In this context, Ms Bligh welcomed the government’s announcement that bank workers could soon form a new class of financial advisers, called a “qualified adviser”, via the completion of a yet-to-be-specified diploma.
These reforms, she said, will allow Australians to speak to qualified advisers in financial institutions and receive simple advice, with strong safeguards in place.
NAB has been the only big bank to directly address Michelle Levy’s Quality of Advice Review recommendation, which pushed for the banks to return, with Ross McEwan, the bank’s CEO, telling the House standing committee on economics in July that the change in legislation would have to be “dramatic” to “convince” the bank to “go back into that market”.
“We’re out of that space,” Mr McEwan said.
“It would have to be quite a change in legislation to twist my arm to go back into it.”
However, in a statement provided to our sister brand ifa, a spokesperson for the bank hinted that NAB would be assessing its position in due course.
“NAB is still working through the details of the government’s financial advice reform package,” the spokesperson said.
“Financial advice is a critical service to Australians and it’s important the industry is set up for success.
“We will take the time to assess how the proposed changes may be reflected in the modified advice model we currently provide.”
NAB was the only bank to provide a statement on the matter.
CBA had referred to the ABA’s statement and indicated that it was still premature for the bank to disclose its thoughts in detail.
Westpac, on the other hand, declined to comment, while ANZ is yet to respond.
Other product providers have been quite welcoming of the changes, with AMP stating that it welcomed the “comprehensive roadmap” offered by the government.
“The removal of the safe harbour steps in favour of a principle-based approach to the best interests duty will empower financial advisers, lead to new channels for the delivery of financial advice, and make advice accessible to many more Australians,” said AMP chief executive Alexis George.
The creation of a new type of financial adviser has alarmed many in industry, with Peter White AM, the managing director of the Finance Brokers Association of Australasia (FBAA), suggesting that the move would result in product pushing rather than good financial advice.
Reacting to the news in December, the MD of the FBAA stated: “The FBAA is concerned about the announcement that the federal government is introducing a new class of financial advice provider that will allow employees of banks, insurers, and other financial institutions to provide advice under the title of ‘qualified advisers’.
“This presents more questions than it does provide solutions and has the potential to backfire.

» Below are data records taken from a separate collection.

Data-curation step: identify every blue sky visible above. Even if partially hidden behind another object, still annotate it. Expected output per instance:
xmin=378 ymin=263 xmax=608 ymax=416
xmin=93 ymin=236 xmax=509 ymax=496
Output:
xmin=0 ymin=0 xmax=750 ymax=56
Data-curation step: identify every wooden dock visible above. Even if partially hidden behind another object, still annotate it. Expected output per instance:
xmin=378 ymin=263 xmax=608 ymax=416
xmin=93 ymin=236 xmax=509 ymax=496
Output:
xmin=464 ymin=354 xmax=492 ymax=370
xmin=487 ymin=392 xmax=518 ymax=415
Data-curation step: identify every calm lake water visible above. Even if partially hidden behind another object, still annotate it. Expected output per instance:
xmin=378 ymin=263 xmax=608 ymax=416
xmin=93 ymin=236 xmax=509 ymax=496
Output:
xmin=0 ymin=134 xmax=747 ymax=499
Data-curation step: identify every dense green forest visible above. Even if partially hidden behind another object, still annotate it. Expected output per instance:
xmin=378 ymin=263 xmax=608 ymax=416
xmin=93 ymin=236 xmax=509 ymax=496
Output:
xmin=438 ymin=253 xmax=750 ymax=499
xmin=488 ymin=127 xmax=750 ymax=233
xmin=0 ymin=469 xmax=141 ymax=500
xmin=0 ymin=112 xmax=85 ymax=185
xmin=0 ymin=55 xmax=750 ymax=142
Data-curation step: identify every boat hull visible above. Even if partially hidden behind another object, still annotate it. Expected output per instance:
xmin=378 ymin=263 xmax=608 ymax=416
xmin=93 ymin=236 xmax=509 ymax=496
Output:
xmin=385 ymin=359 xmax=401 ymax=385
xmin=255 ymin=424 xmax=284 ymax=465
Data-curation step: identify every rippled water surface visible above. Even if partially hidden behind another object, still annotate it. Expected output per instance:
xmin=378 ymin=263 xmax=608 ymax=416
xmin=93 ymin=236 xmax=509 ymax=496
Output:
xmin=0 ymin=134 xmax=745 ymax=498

We know financial institutions and banks will always put profits first and their track record is abysmal. How can an employee of an institution selling a product possibly act in the best interests of the consumer?
“Will these ‘qualified advisers’ give real actual independent advice or limit their advice to their ‘off the shelf’ products? The product they are pitching to the client may well not be in their best interest[s] compared to other products in the financial services arena. So how can they meet any sort of best interests test?

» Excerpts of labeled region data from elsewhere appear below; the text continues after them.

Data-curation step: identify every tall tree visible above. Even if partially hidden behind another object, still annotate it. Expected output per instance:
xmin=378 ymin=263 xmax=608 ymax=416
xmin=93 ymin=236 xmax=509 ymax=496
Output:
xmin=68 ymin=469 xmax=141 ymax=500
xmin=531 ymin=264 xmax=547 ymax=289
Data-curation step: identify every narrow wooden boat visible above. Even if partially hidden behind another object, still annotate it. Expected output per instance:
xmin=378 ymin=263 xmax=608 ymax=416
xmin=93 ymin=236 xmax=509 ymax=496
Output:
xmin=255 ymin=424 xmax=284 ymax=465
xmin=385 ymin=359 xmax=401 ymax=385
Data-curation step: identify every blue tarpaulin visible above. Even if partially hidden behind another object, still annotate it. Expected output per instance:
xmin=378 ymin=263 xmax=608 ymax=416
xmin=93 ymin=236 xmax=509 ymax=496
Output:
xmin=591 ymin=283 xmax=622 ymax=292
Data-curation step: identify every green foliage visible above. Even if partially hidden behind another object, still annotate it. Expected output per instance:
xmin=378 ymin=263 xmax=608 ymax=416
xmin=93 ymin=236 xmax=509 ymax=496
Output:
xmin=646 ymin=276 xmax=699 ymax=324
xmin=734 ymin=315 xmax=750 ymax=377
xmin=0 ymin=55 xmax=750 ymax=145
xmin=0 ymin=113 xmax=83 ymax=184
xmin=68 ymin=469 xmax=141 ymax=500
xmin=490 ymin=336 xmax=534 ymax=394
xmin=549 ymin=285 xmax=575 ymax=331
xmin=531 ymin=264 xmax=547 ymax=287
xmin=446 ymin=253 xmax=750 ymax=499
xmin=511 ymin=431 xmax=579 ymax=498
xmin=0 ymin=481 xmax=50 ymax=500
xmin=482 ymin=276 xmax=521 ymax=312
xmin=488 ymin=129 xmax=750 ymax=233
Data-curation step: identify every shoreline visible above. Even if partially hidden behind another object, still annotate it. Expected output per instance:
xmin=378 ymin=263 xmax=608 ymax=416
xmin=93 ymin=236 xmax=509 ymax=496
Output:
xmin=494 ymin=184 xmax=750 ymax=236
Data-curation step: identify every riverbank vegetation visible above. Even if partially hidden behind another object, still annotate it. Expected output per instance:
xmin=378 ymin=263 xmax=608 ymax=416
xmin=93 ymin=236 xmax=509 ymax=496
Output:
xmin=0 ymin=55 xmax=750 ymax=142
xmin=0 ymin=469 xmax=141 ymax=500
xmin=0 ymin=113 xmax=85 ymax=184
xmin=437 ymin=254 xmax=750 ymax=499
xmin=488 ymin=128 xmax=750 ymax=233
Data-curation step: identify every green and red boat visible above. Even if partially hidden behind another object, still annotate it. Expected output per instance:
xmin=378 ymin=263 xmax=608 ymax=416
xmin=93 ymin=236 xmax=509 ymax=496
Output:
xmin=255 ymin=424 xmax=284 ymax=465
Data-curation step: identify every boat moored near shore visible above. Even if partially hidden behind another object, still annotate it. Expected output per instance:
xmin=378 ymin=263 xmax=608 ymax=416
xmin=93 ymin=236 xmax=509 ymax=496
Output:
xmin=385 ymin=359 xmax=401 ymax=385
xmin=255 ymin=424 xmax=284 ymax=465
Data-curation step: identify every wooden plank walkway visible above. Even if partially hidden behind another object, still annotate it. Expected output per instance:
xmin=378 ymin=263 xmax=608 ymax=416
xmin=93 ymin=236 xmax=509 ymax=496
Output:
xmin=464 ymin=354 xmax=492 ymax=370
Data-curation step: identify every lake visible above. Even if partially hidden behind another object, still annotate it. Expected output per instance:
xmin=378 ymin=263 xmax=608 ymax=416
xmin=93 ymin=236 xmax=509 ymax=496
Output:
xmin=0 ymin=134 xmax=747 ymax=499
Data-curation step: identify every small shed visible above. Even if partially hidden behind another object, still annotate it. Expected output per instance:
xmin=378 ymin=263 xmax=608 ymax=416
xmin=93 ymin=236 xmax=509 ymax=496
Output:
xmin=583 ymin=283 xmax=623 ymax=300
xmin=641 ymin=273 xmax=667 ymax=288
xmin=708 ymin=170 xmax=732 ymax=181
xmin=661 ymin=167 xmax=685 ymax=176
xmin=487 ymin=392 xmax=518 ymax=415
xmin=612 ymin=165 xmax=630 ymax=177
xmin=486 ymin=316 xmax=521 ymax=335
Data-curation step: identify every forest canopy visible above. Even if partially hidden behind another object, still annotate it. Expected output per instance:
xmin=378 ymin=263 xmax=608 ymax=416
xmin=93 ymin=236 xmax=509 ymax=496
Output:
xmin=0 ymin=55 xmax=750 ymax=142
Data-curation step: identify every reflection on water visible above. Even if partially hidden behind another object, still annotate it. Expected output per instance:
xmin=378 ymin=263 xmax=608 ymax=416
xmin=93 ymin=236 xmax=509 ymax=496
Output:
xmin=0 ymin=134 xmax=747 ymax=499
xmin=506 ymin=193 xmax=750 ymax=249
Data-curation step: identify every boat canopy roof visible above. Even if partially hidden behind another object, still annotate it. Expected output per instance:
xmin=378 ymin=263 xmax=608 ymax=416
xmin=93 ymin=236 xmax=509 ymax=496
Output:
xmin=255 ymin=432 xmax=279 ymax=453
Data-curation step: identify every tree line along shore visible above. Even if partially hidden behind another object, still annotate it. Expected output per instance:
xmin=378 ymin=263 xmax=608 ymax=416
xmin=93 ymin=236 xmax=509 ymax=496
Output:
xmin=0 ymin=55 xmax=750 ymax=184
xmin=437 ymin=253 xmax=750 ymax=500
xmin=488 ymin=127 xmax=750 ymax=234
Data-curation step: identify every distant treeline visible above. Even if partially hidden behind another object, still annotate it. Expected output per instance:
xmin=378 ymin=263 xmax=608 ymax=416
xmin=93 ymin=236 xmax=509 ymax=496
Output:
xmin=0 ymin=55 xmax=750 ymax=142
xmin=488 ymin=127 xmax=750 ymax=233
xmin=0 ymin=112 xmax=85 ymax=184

“We also must ask what education qualifications these individuals will be obliged to have. It cannot be less than any financial adviser practitioner, otherwise their advice will be poor and uninformed. The result of this lack of complete knowledge can create poor outcomes and risks peoples’ future including their retirement plans.”
Mr White added that if there is a breach of law, the licensee alone should not be responsible.

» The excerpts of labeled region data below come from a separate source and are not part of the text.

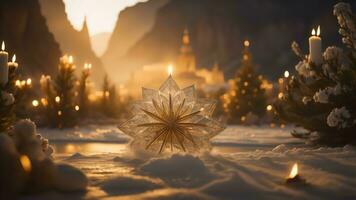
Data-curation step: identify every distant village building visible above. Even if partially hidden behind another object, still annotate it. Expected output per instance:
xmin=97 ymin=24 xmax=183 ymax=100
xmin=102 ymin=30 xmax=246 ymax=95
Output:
xmin=126 ymin=29 xmax=226 ymax=98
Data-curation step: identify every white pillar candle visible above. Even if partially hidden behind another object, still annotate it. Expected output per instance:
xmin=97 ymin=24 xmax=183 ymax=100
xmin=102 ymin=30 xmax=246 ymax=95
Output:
xmin=8 ymin=54 xmax=19 ymax=68
xmin=0 ymin=42 xmax=9 ymax=85
xmin=309 ymin=26 xmax=323 ymax=65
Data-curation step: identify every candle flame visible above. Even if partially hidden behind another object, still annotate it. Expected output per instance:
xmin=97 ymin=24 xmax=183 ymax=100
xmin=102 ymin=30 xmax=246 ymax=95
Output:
xmin=68 ymin=56 xmax=73 ymax=64
xmin=168 ymin=64 xmax=173 ymax=76
xmin=312 ymin=29 xmax=315 ymax=35
xmin=244 ymin=40 xmax=250 ymax=47
xmin=20 ymin=155 xmax=32 ymax=173
xmin=289 ymin=163 xmax=298 ymax=178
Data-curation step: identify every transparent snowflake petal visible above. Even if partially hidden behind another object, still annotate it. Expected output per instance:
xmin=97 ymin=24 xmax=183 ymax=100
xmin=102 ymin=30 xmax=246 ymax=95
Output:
xmin=119 ymin=76 xmax=225 ymax=153
xmin=159 ymin=76 xmax=180 ymax=95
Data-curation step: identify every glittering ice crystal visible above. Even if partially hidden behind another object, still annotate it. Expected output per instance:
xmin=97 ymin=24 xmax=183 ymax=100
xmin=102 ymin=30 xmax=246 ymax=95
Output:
xmin=119 ymin=76 xmax=225 ymax=153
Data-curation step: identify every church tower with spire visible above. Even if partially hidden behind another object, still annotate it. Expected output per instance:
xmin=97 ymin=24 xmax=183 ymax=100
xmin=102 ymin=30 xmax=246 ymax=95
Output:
xmin=176 ymin=28 xmax=196 ymax=72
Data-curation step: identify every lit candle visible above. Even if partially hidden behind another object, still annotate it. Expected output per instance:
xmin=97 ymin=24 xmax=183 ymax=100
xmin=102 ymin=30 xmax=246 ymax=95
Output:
xmin=167 ymin=64 xmax=173 ymax=76
xmin=309 ymin=26 xmax=323 ymax=65
xmin=7 ymin=54 xmax=19 ymax=68
xmin=286 ymin=163 xmax=306 ymax=185
xmin=0 ymin=42 xmax=9 ymax=85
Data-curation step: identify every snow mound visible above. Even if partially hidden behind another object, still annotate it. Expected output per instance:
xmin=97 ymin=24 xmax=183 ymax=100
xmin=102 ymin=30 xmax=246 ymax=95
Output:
xmin=54 ymin=164 xmax=88 ymax=192
xmin=66 ymin=152 xmax=87 ymax=160
xmin=140 ymin=154 xmax=215 ymax=187
xmin=272 ymin=144 xmax=288 ymax=153
xmin=128 ymin=188 xmax=216 ymax=200
xmin=99 ymin=176 xmax=163 ymax=195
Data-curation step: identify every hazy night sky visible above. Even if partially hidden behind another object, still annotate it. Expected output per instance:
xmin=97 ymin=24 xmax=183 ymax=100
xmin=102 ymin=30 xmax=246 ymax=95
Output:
xmin=64 ymin=0 xmax=146 ymax=35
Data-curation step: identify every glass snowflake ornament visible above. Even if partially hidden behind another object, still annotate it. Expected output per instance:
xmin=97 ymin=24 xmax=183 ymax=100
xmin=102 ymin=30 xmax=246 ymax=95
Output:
xmin=119 ymin=76 xmax=225 ymax=153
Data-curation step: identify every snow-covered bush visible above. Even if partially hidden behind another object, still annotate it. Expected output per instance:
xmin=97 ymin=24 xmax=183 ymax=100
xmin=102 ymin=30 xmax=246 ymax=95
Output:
xmin=276 ymin=3 xmax=356 ymax=145
xmin=0 ymin=119 xmax=88 ymax=199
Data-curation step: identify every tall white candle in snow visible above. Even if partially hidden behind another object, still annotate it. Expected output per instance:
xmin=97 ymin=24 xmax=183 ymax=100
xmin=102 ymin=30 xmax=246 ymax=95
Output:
xmin=309 ymin=26 xmax=323 ymax=65
xmin=0 ymin=42 xmax=9 ymax=85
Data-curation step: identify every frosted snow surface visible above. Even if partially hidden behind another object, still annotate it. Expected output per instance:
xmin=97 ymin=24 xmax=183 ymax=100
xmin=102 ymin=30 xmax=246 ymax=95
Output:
xmin=25 ymin=126 xmax=356 ymax=200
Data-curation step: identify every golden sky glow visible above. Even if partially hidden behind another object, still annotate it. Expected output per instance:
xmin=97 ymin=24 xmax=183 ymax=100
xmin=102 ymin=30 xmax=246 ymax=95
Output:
xmin=64 ymin=0 xmax=146 ymax=35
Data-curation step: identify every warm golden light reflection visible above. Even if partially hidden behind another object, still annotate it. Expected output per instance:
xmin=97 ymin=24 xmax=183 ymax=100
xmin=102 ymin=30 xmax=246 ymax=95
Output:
xmin=167 ymin=64 xmax=173 ymax=76
xmin=26 ymin=78 xmax=32 ymax=85
xmin=32 ymin=100 xmax=39 ymax=107
xmin=278 ymin=92 xmax=284 ymax=99
xmin=15 ymin=80 xmax=21 ymax=87
xmin=312 ymin=26 xmax=320 ymax=36
xmin=20 ymin=155 xmax=32 ymax=173
xmin=68 ymin=56 xmax=73 ymax=64
xmin=52 ymin=142 xmax=127 ymax=155
xmin=288 ymin=163 xmax=298 ymax=178
xmin=41 ymin=98 xmax=48 ymax=106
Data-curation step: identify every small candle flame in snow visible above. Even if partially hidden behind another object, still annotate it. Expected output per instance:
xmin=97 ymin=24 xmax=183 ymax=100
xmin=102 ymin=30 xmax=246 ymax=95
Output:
xmin=289 ymin=163 xmax=298 ymax=178
xmin=168 ymin=64 xmax=173 ymax=76
xmin=20 ymin=155 xmax=32 ymax=173
xmin=68 ymin=56 xmax=73 ymax=64
xmin=312 ymin=26 xmax=320 ymax=36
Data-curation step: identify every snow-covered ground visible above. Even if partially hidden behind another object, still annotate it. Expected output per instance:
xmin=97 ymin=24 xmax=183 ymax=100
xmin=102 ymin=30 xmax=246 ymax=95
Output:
xmin=25 ymin=126 xmax=356 ymax=199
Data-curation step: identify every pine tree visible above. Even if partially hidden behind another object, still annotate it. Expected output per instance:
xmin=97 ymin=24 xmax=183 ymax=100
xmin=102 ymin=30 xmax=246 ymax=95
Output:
xmin=0 ymin=55 xmax=18 ymax=133
xmin=224 ymin=41 xmax=267 ymax=123
xmin=78 ymin=64 xmax=91 ymax=117
xmin=54 ymin=56 xmax=77 ymax=128
xmin=275 ymin=3 xmax=356 ymax=145
xmin=40 ymin=75 xmax=59 ymax=127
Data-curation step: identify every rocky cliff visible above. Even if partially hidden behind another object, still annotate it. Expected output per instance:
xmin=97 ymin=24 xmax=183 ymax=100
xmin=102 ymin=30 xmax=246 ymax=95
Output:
xmin=0 ymin=0 xmax=61 ymax=78
xmin=105 ymin=0 xmax=354 ymax=82
xmin=102 ymin=0 xmax=170 ymax=82
xmin=40 ymin=0 xmax=105 ymax=86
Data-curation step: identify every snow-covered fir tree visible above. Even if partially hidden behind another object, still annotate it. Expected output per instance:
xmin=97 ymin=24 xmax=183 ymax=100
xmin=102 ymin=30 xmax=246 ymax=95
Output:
xmin=224 ymin=40 xmax=267 ymax=124
xmin=77 ymin=63 xmax=91 ymax=117
xmin=0 ymin=55 xmax=18 ymax=132
xmin=276 ymin=3 xmax=356 ymax=145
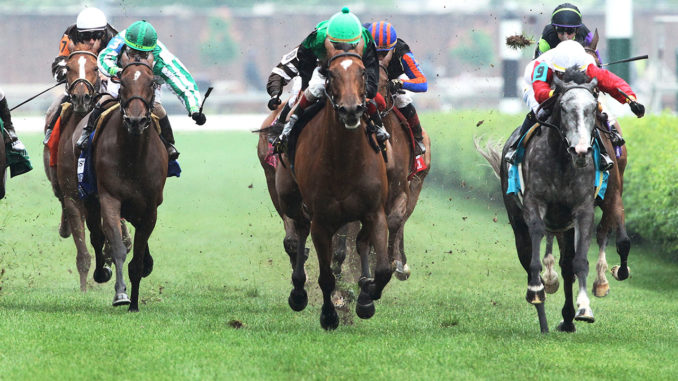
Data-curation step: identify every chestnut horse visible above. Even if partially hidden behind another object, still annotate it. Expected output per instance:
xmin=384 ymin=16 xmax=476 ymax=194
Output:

“This responsibility and accountability should extend to the individual giving the advice,” he said.
“If not, we know from past experience that the large corporate just pays the fine, gets a slap on the wrist, and moves on.
“I call on the minister to extend the reach of the obligation and recourse and consider these potential ramifications before putting anything in place.
“There are many questions that must be addressed and if this is not properly considered, the adverse impact could be dramatic.”